37 millions de dollars de la Banque mondiale, 5 millions de dollars des Nations unies, 250 000 USD de l’OMS, 230 000 euros de la COI… La communauté internationale vole au secours de Madagascar au lendemain du passage de Gezani, qui a laissé une lourde facture que l’État ne peut payer à lui seul.

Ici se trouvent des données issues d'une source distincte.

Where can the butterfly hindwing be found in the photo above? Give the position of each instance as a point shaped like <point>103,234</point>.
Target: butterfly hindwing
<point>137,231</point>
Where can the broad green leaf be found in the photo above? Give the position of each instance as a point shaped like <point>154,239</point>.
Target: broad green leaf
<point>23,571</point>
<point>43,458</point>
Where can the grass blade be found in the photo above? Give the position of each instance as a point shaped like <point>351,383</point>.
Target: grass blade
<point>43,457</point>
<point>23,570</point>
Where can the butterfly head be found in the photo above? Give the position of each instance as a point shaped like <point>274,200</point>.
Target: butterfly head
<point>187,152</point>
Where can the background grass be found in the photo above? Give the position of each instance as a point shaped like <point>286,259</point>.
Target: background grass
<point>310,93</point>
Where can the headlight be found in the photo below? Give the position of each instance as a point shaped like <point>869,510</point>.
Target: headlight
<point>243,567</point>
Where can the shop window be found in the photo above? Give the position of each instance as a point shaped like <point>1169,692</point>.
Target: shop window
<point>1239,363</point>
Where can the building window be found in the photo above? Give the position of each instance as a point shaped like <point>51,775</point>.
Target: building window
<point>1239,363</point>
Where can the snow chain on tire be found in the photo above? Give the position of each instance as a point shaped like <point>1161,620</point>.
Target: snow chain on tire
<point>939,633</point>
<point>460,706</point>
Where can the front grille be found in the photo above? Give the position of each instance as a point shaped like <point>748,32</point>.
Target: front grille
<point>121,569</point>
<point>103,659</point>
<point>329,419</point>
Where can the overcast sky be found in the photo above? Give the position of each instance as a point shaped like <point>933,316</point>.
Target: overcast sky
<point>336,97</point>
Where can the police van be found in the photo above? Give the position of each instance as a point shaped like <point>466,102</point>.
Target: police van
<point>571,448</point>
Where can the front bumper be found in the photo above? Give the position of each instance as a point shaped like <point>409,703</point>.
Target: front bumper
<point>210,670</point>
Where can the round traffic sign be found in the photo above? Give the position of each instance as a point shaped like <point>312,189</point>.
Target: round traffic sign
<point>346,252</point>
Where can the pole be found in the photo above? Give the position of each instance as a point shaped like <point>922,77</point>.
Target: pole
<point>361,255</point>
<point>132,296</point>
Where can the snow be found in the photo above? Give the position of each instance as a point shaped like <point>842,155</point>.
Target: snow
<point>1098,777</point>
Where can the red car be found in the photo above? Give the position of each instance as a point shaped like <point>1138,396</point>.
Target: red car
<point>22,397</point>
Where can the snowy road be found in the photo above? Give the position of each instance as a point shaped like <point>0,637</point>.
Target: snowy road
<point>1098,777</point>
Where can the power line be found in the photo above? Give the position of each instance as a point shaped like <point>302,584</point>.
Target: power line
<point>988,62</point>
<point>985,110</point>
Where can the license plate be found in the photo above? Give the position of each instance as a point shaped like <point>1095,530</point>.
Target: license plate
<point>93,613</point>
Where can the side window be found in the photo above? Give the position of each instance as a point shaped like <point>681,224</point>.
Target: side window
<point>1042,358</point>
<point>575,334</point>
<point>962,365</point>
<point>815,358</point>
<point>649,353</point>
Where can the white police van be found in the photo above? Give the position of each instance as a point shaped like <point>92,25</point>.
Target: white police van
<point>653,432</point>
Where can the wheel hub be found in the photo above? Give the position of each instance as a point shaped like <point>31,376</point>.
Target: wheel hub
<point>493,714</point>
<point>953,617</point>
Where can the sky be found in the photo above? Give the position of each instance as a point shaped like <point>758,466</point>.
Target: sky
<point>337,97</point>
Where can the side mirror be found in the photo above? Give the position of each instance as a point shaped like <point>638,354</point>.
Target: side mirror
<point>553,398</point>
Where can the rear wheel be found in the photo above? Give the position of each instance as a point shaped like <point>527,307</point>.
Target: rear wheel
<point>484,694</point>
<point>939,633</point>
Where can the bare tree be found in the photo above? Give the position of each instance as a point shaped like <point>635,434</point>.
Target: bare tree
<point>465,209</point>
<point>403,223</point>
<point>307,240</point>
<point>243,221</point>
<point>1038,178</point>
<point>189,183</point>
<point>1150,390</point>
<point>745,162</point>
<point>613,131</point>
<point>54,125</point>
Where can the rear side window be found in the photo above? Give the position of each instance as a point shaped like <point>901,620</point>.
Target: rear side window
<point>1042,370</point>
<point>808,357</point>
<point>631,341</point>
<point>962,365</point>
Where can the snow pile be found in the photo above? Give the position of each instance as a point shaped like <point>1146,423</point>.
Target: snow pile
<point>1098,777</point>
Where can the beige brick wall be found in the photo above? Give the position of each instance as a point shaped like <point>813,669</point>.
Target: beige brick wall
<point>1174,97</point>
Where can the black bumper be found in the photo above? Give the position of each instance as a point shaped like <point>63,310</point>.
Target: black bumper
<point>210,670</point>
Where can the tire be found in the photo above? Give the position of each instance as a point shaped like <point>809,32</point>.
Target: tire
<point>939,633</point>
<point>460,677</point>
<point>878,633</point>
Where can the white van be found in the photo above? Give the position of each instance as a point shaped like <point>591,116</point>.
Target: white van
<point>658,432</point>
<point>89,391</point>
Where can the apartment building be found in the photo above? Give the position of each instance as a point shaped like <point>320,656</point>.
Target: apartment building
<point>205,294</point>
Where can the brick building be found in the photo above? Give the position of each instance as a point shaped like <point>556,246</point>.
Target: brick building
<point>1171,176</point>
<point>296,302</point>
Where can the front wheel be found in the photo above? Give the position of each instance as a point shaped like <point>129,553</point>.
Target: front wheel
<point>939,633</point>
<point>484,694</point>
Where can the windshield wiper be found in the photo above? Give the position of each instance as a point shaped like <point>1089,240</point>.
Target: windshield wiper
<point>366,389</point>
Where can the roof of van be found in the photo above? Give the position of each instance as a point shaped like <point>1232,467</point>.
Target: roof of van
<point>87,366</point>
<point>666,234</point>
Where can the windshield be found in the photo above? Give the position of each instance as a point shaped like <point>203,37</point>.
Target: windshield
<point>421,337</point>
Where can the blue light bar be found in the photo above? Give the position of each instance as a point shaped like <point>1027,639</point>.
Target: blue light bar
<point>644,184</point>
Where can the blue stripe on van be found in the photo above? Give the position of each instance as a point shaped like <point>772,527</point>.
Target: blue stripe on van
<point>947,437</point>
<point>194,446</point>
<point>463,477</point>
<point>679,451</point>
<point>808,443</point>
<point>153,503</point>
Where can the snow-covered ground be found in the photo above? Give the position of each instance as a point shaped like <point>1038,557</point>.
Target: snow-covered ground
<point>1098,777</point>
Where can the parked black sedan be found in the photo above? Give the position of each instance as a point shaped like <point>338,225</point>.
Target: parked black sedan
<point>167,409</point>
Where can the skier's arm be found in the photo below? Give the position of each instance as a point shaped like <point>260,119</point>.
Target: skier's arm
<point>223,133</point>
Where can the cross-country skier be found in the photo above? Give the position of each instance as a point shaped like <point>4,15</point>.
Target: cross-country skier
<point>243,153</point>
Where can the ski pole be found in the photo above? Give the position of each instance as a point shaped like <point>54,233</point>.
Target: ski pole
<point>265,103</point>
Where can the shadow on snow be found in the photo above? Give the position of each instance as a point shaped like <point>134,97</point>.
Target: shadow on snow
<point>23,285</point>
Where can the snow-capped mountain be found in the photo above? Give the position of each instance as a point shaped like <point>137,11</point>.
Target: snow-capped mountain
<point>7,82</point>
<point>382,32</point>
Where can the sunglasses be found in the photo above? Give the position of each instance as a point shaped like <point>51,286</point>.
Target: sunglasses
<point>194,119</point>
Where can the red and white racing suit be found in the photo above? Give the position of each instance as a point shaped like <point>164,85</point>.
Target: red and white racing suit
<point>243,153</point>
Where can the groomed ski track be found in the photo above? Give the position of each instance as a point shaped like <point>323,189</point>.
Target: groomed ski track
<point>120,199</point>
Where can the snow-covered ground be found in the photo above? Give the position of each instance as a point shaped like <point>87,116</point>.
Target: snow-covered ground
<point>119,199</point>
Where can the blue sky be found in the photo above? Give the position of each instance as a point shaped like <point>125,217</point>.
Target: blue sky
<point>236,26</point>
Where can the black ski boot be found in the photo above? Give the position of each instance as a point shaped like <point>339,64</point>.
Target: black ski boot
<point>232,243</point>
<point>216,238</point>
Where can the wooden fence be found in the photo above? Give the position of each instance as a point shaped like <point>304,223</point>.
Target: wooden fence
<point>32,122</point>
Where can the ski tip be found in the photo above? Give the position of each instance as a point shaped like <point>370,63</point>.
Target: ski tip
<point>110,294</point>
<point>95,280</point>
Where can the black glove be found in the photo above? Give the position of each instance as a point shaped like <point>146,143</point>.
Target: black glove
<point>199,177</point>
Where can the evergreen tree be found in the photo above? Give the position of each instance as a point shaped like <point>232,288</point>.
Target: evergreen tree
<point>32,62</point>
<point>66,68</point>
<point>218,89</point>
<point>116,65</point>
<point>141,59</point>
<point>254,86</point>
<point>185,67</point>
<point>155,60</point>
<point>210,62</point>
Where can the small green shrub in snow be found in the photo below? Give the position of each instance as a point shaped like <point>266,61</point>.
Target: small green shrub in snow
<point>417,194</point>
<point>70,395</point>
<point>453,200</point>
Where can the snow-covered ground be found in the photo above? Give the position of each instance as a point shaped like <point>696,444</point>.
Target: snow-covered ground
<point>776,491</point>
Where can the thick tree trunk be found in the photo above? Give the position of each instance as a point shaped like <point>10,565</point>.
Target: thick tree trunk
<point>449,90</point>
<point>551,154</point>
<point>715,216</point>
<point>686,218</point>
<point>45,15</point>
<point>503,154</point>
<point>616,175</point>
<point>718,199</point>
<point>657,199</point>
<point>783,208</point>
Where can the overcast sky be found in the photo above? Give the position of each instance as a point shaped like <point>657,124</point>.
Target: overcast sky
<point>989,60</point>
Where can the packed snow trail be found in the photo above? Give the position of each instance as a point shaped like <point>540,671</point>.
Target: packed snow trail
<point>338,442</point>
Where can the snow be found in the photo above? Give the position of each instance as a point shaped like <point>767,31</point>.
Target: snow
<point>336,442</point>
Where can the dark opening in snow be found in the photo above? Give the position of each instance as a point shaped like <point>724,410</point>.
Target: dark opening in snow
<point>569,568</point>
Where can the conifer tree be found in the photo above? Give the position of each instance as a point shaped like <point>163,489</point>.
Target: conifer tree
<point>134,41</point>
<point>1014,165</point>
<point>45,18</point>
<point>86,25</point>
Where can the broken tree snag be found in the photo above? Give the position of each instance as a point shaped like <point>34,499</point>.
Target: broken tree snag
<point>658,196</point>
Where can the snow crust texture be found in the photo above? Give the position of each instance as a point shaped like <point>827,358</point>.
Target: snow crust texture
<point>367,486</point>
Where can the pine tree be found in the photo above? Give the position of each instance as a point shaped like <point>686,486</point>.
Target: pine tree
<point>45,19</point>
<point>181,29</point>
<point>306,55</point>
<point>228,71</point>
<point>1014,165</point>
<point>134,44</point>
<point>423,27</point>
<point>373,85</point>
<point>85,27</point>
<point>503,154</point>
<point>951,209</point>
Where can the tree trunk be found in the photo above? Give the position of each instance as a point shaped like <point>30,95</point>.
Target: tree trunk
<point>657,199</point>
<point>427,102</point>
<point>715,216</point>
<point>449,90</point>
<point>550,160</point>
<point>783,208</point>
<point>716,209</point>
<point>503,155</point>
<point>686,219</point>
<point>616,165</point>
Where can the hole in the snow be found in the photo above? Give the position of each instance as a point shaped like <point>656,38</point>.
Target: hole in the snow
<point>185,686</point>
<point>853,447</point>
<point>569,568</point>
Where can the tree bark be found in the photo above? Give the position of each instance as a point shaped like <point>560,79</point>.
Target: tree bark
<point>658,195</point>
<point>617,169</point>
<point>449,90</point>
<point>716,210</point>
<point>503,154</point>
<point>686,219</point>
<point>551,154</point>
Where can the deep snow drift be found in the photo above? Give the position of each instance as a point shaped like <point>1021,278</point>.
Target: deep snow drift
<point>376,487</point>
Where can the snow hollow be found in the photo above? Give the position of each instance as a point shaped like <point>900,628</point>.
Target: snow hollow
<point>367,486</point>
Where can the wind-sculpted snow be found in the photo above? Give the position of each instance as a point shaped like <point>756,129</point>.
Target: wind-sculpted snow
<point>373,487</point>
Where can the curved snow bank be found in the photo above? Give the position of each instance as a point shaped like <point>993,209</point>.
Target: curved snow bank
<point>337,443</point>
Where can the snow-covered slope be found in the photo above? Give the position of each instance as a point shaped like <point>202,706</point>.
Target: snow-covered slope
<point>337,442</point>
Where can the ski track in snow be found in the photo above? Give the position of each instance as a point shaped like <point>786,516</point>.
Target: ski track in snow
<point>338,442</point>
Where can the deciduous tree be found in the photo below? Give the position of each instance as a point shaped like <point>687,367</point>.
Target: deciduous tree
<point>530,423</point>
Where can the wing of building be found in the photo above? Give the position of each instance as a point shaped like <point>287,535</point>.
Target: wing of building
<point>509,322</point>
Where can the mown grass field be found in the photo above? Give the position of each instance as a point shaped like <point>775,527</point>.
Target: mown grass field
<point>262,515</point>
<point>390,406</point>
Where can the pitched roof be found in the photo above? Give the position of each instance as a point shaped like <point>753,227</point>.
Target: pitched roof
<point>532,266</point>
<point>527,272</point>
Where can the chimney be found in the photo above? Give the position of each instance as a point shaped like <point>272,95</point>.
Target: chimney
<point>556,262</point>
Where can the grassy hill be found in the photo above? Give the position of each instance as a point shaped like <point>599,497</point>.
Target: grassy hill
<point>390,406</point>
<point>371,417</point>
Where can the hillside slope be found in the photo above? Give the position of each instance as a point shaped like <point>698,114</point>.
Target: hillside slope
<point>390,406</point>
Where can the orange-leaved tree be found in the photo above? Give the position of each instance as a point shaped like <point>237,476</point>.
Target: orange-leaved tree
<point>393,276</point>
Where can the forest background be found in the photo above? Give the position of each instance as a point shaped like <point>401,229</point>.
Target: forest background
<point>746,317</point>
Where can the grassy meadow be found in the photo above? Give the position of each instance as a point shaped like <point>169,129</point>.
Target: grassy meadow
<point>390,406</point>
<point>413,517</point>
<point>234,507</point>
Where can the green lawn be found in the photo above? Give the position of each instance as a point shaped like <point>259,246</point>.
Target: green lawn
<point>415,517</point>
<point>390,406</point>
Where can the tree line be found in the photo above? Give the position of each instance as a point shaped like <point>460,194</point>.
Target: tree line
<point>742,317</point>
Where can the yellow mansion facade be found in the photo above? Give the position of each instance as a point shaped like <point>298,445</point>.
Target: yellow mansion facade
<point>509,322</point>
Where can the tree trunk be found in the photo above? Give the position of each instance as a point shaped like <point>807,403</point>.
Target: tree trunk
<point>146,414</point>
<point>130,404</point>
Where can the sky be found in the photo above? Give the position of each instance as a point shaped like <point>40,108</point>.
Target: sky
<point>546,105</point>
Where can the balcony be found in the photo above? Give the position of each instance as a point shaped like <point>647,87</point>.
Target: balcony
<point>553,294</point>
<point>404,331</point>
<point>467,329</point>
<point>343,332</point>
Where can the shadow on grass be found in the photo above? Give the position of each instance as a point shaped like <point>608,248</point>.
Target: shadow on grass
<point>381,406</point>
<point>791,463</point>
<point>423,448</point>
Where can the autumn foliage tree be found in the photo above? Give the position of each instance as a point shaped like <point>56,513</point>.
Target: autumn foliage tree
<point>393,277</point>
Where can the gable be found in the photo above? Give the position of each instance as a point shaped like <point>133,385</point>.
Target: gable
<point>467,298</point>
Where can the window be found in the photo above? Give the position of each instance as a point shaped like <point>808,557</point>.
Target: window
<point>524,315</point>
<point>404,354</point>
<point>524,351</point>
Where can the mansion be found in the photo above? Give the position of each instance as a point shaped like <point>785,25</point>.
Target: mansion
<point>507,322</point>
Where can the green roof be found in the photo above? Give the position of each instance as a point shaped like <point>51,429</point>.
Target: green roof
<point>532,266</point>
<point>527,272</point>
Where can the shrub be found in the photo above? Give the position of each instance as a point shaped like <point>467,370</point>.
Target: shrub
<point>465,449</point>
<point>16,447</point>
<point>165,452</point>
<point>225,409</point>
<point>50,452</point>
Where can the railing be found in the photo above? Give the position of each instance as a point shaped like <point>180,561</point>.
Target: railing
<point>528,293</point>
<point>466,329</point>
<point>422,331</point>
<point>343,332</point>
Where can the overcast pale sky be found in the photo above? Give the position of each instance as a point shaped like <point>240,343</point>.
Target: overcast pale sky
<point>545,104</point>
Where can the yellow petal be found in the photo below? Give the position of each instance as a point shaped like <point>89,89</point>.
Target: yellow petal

Pluie de dollars et d’euros
À l’instar des précipitations entraînées dans leur sillage par les deux phénomènes météorologiques extrêmes qui se sont succédé à une semaine d’intervalle, les dollars et les euros pleuvent. « Pour venir en soutien aux populations », comme le précise Emmanuel Macron, qui mobilise à cette fin des moyens français. Sans compter l’intervention de la France à travers des agences et organisations comme l’AFD ou la COI, ou encore par le biais de l’Union européenne. La Banque mondiale est plus précise dans ses comptes en mobilisant immédiatement « un premier plan de réponse d’urgence de 37 millions de dollars afin de répondre aux besoins les plus pressants et d’apporter une assistance directe à 40 000 premiers ménages impactés par les cyclones Fytia et Gezani ». En somme (au propre comme au figuré), toute cette pluie de devises est une aide directe aux populations sinistrées, et non pas au pouvoir en place, qui est également tenu d’apporter sa « part de briques ». C’est-à-dire de millions. En plus de l’appel à la solidarité nationale, tous les barons de la Refondation devraient apporter leur pierre à l’édifice de la reconstruction de Toamasina. Ce n’est pas un chantier à cent balles pour les Colonels qui tiennent la barre et les cordons de la bourse. En cette période où le pays est dans le rouge, c’est le moment pour le Colonel au béret vert d’appliquer « la politique d’austérité et de sobriété budgétaire » qu’il a prônée dans l’euphorie de sa prise de pouvoir, en renonçant notamment aux « privilèges particuliers tels que les allocations de carburant et les indemnités exorbitantes », comme l’a recommandé la conférence épiscopale de Madagascar dans son message du 11 novembre 2025. Mais jusqu’à présent, les évêques ont prêché dans le désert.